Vilhjalmur Stefansson, passionné par le régime riche en graisse des Inuits, a passé un temps considérable avec les indiens d’Amérique du nord et a constaté qu’ils semblaient chasser les animaux de façon sélective. Ils délaissaient les jeunes veaux et choisissaient les plus vieux caribous, ceux ayant une grande quantité de graisse, cette graisse étant à 50% saturée. Il s’agit là d’animaux modernes, mais néanmoins sauvages, et je ne vois pas comment les grands animaux consommés par nos ancêtres auraient pu être moins riches en graisses saturées.

Cordain reconnait lui-même que l’alimentation des chasseurs-cueilleurs était souvent à plus de 50% d’origine animale (parfois même jusqu’à 70%), et il suggère que les acides gras des ruminants sauvages du continent africain (que l’on compare au gibier sauvage disponibles pour nos ancêtres) ont une composition assez similaire à celles des bêtes élevées en pâturages.

Je mange beaucoup de steak issu d’animaux élevés en pâturages, et je peux vous dire qu’il y a pas mal de graisse sur certains morceaux. C’est une viande plus maigre que celles des animaux nourris au grain, mais pas tant que ça. De plus, si l’on considère que les chasseurs-cueilleurs utilisaient l’animal entier, dont les abats, il est clair que les graisses saturées étaient consommées en quantités considérables pour beaucoup de groupes, peut-être pas tous, mais ce n’était certainement pas rare.

Les arguments à l’origine de cette tendance anti graisse saturée qui est maintenue depuis un demi-siècle ne sont pas fondés. Même si la graisse saturée augmente le LDL (mais un LDL large et peu dense), elle augmente aussi dans le même temps le HDL (cholestérol protecteur), et il n’a jamais été explicitement prouvé que la mortalité cardio-vasculaire augmentait à cause de la consommation de graisse saturée.

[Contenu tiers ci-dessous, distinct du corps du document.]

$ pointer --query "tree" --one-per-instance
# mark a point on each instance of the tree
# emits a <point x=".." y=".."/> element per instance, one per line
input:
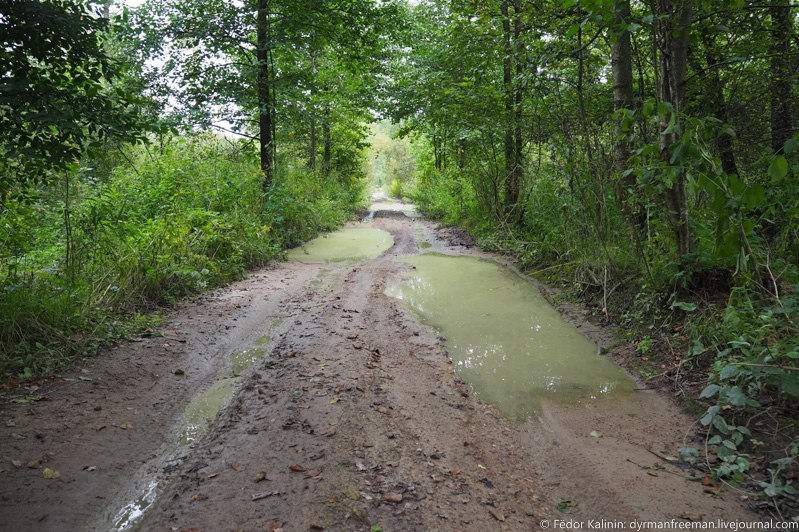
<point x="60" y="90"/>
<point x="252" y="67"/>
<point x="672" y="38"/>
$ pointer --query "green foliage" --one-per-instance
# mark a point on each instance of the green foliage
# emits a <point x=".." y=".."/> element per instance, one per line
<point x="395" y="188"/>
<point x="174" y="221"/>
<point x="61" y="92"/>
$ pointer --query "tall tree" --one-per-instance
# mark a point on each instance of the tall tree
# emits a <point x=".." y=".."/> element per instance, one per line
<point x="672" y="38"/>
<point x="782" y="74"/>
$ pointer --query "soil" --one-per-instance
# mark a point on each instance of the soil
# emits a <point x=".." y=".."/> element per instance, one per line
<point x="354" y="419"/>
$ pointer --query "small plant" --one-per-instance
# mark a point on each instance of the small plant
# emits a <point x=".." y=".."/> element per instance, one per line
<point x="395" y="188"/>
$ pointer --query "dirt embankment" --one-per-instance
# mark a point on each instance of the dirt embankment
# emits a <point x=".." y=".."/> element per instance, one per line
<point x="354" y="419"/>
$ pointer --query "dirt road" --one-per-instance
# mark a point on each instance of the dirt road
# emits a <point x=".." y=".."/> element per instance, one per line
<point x="353" y="419"/>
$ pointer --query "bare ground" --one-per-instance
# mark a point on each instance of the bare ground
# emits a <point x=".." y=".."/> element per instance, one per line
<point x="354" y="419"/>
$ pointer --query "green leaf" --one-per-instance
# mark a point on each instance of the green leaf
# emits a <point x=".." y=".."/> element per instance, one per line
<point x="685" y="307"/>
<point x="710" y="391"/>
<point x="710" y="415"/>
<point x="735" y="396"/>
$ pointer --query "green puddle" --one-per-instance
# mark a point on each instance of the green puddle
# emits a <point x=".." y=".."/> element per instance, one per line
<point x="202" y="410"/>
<point x="242" y="360"/>
<point x="503" y="336"/>
<point x="352" y="243"/>
<point x="197" y="418"/>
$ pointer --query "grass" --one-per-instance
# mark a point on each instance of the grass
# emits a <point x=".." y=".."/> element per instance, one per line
<point x="164" y="224"/>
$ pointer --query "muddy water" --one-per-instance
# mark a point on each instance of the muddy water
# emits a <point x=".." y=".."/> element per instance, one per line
<point x="353" y="243"/>
<point x="197" y="419"/>
<point x="504" y="338"/>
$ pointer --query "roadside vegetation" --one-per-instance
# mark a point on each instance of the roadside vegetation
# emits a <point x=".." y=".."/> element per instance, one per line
<point x="644" y="157"/>
<point x="139" y="168"/>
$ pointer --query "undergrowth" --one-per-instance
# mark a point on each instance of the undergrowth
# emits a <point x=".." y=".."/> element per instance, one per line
<point x="728" y="346"/>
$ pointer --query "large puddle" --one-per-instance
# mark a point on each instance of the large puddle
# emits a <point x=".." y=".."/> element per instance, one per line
<point x="351" y="243"/>
<point x="503" y="336"/>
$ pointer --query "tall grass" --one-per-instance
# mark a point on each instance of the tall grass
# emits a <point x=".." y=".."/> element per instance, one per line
<point x="168" y="222"/>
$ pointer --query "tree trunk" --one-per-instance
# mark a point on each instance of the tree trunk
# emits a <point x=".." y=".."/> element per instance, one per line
<point x="719" y="105"/>
<point x="264" y="93"/>
<point x="312" y="144"/>
<point x="622" y="67"/>
<point x="673" y="30"/>
<point x="438" y="159"/>
<point x="781" y="123"/>
<point x="327" y="145"/>
<point x="518" y="97"/>
<point x="511" y="186"/>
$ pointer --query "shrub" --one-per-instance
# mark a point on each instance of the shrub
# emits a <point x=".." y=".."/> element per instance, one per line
<point x="170" y="222"/>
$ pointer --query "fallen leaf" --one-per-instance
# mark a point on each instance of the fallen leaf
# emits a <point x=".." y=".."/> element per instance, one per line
<point x="50" y="474"/>
<point x="392" y="497"/>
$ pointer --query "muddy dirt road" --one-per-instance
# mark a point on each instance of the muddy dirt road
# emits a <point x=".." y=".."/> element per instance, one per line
<point x="338" y="408"/>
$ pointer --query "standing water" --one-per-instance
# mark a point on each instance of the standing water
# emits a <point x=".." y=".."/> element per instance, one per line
<point x="352" y="243"/>
<point x="503" y="336"/>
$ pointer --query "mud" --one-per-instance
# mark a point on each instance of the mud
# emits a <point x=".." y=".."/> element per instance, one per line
<point x="352" y="417"/>
<point x="505" y="339"/>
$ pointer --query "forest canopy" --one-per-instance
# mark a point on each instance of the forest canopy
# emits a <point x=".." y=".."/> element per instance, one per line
<point x="642" y="154"/>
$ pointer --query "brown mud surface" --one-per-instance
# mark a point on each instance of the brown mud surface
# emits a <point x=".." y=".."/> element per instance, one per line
<point x="354" y="418"/>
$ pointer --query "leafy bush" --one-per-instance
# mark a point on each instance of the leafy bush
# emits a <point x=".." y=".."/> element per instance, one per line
<point x="170" y="222"/>
<point x="395" y="188"/>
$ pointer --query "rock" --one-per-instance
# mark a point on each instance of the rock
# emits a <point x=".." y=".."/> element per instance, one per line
<point x="393" y="497"/>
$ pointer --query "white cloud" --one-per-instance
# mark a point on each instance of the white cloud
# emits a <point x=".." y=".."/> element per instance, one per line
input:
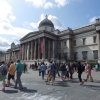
<point x="93" y="19"/>
<point x="61" y="2"/>
<point x="4" y="44"/>
<point x="6" y="28"/>
<point x="6" y="12"/>
<point x="54" y="19"/>
<point x="48" y="5"/>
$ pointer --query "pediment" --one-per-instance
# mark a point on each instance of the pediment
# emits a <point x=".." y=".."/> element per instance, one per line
<point x="31" y="34"/>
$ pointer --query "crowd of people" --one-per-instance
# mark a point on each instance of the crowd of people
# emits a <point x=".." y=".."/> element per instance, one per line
<point x="9" y="72"/>
<point x="63" y="70"/>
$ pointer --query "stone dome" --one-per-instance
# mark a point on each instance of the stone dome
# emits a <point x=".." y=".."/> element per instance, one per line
<point x="46" y="22"/>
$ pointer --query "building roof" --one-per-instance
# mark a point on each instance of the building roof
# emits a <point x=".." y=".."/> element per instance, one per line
<point x="46" y="22"/>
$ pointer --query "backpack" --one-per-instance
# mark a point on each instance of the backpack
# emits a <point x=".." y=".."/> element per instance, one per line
<point x="4" y="71"/>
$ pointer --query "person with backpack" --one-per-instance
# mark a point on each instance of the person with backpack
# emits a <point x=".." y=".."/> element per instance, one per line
<point x="11" y="73"/>
<point x="3" y="73"/>
<point x="80" y="70"/>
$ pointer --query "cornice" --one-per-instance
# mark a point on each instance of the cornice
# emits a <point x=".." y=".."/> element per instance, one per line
<point x="85" y="45"/>
<point x="84" y="29"/>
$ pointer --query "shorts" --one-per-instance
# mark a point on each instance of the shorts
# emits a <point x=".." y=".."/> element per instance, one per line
<point x="10" y="76"/>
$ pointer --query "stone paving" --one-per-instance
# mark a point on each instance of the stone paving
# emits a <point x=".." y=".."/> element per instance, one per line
<point x="36" y="89"/>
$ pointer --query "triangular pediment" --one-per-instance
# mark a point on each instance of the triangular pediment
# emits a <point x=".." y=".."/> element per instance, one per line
<point x="29" y="35"/>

Plusieurs études ont été menées. Elles sont citées comme argument alors que les résultats ne sont pas concluants. L’étude du Finnish Mental Hospital, à laquelle se réfèrent souvent les critiques de la graisse saturée a été discreditée à cause d’un manque de contrôle. Quant à l’étude du Lyon Diet Heart, elle prétend que des améliorations sont dues à de plus bas de niveaux de graisse saturée, alors que les résultats positifs venaient d’un meilleure ratio Omega-6/Omega-3.

(Si plus d’information concernant les graisses saturées vous intéresse, visitez des sites tels que Whole Health Source, Hyperlipid, Free the Animal, pour ne citer qu’eux.)

La chose la plus importante que nous puissions faire c’est nous unir pour aller contre cette dangereuse et contre-productive sagesse commune. Nous avons beau avoir les preuves scientifiques de notre côté, comme les cent dernières années de nutrition le prouvent, ce n’est pas toujours suffisant.